Devices and equipment

Conic flasks with a capacity of 250, 100, 50 ml; scales; pipettes on 5, 10, 25 ml; burette; microburette; a funnel, the folded filter, solution with a mass fraction of metaphosphoric or hydrochloric acid of 2%; saturated solution of oxalic acid; saturated solution of chloride of sodium, 2, 6-dikhlorfenolindofenol; methylene blue, a reduktaznik, a water bath, 0, 1% solution of a fenolftaleinfosfat of sodium in ammoniac buffer mix.

Work performance order

Essence of a method: the chemical method of definition of vitamin C 2, 6-dikhlorfenolindofenoly (Tilmans's paint) is based by the specific indicator on properties of this indicator to change the coloring depending on reaction of the environment. In acidic environment the indicator gets pink coloring, in alkaline and neutral - blue. Being restored, the indicator becomes colourless. Decolouration of the indicator in the presence of vitamin C is explained by easy oxidability of vitamin.

Carrying out experience: To part 5 ml of milk by 3 times with water. At cultivation to measure milk a pipette, to pour the distilled water from the burette. To bring 1 ml of 2% in a conic flask with a capacity of 50 ml hydrochloric acid of 5 ml of the received milk solution, to bring water to the total amount of 15 ml. Carefully shaking up, contents of a flask titrut from the microburette 0, 001 N solution of a 2, 6-dikhlorfenolindofenol, flowing him drops before emergence of the weak-pink coloring remaining 0, 5-1 min. To make two parallel definitions of one portion of the divorced milk and to find average size.

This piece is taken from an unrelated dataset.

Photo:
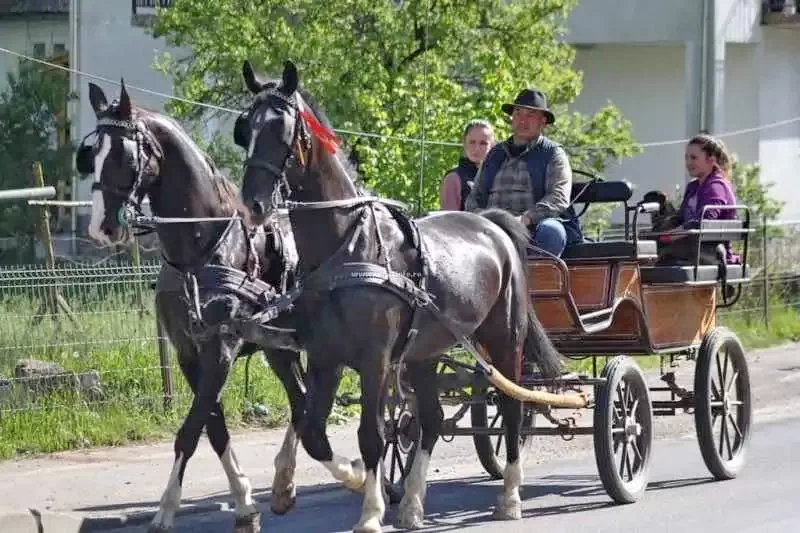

To determine the content of vitamin C by a formula:

х = мг %,

where u - the amount of working solution 2, 6 dikhlorfenolindofenol which has gone for titration, ml; k - the amendment on a solution 2, 6 caption dichlorine-fenolindofenola; V- the volume to which the milk hinge plate at addition to her of water and hydrochloric acid is brought, by ml; V1 - the volume of the analyzed liquid taken for titration, ml; q - milk hinge plate; 0, 88 - amount of vitamin C, corresponding 1 ml 0, 001 N of solution 2, 6 dikhlorfenolindofenol, mg.